For the moment, it appears that Proposition 29 has lost.
Yes, there are votes left to be counted, and we may not have final results for another week or two. But for now, the initiative -- which would add $1 per pack to the cost of cigarettes -- doesn't have the votes.
Until recently, Proposition 29 was cruising to victory. Three months ago, proponents enjoyed a commanding two-to-one bulge in the polls. Even 10 days ago, the "yes" side had a 10-point lead. So what happened?
Critics will surely point to the evil of money as the root cause for the voters' about-face. After all, what do you expect when one side almost exclusively funded by powerful Big Tobacco outspends the underfunded health/environmentalist coalition by a four-to-one margin?

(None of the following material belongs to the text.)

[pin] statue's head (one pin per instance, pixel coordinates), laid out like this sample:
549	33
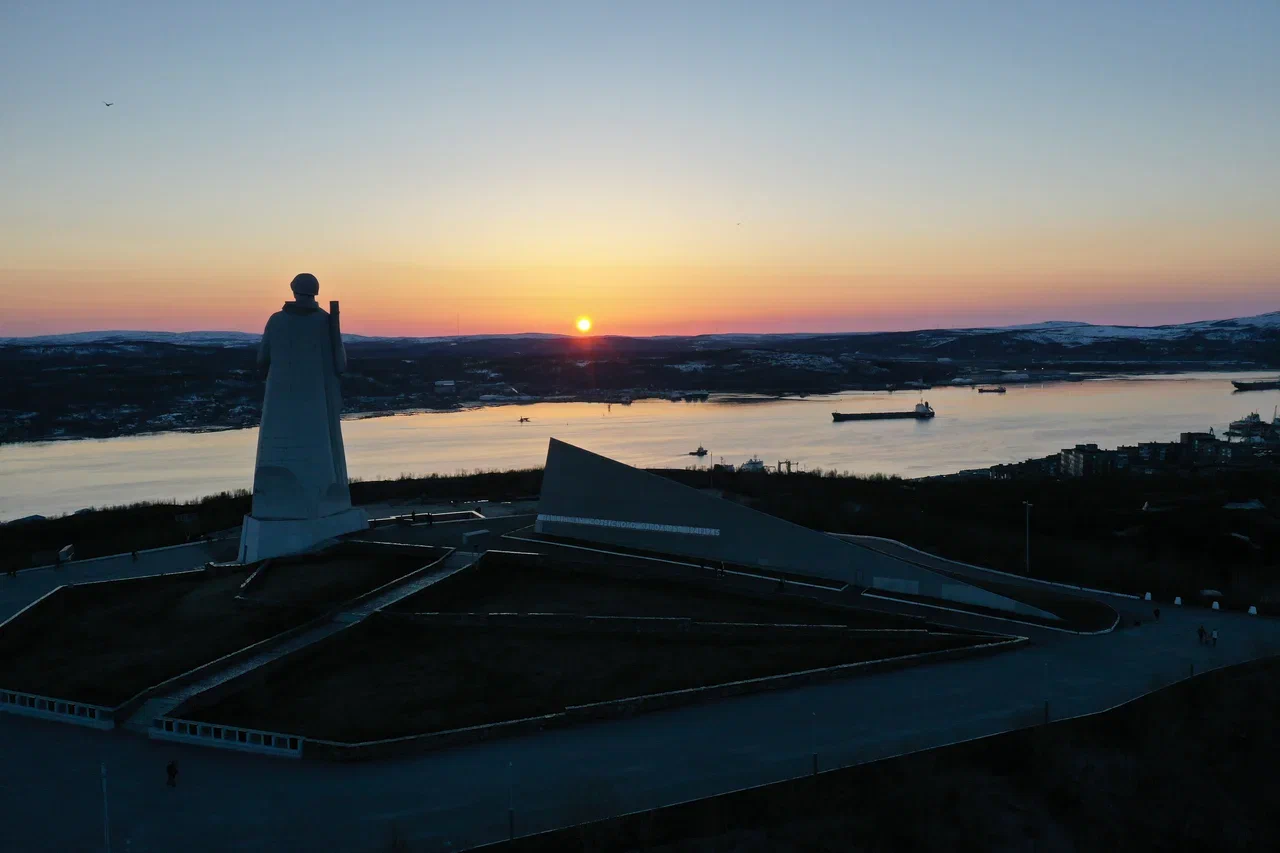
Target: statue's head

Surely, money played a role in Proposition 29, but it wasn't the primary factor. All you need to do is look back just two years ago when two equally powerful interests -- PG&E and Liberty Insurance -- badly outspent opponents on self-beneficial ballot propositions, only to see both go down to defeat.
So what made the difference?
In all likelihood: voter turnout.
Prior to the election, the Secretary of State's office predicted a participation rate of 35 percent, down precipitously from the 57 percent who voted in the June 2008 presidential primary, but close to the 33 percent who voted in June 2010.
But when all is said and done, it may be that the turnout will be pegged at 25 percent, according to the views of some election experts.
Voting turnouts foretell a lot about voting outcomes. Historically, the "base" is found in political conservatives who loyally participate on a regular basis. In California, like elsewhere, political conservatives generally believe in small government run by few taxes.
Liberals tend not to vote as much in low-turnout elections. These are the same folks who tend to expect more from government and support taxes to fund its activities.
Which takes us back to Proposition 29.
Even though it was a "user" tax, that is a tax only on those who buy tobacco, Proposition 29 was a tax nonetheless. For political conservatives voting disproportionately in comparison to political liberals, that was enough pure and simple.
In the end, Proposition 29 may somehow squeeze through. But if it fails as the current results indicate, it won't be because of tobacco ads as much as the 75 percent of the electorate who decided to pass on their voting opportunities.
That's how participatory democracy "works" in California.
Larry Gerston teaches political science at San Jose State University and is the political analyst for NBC Bay Area.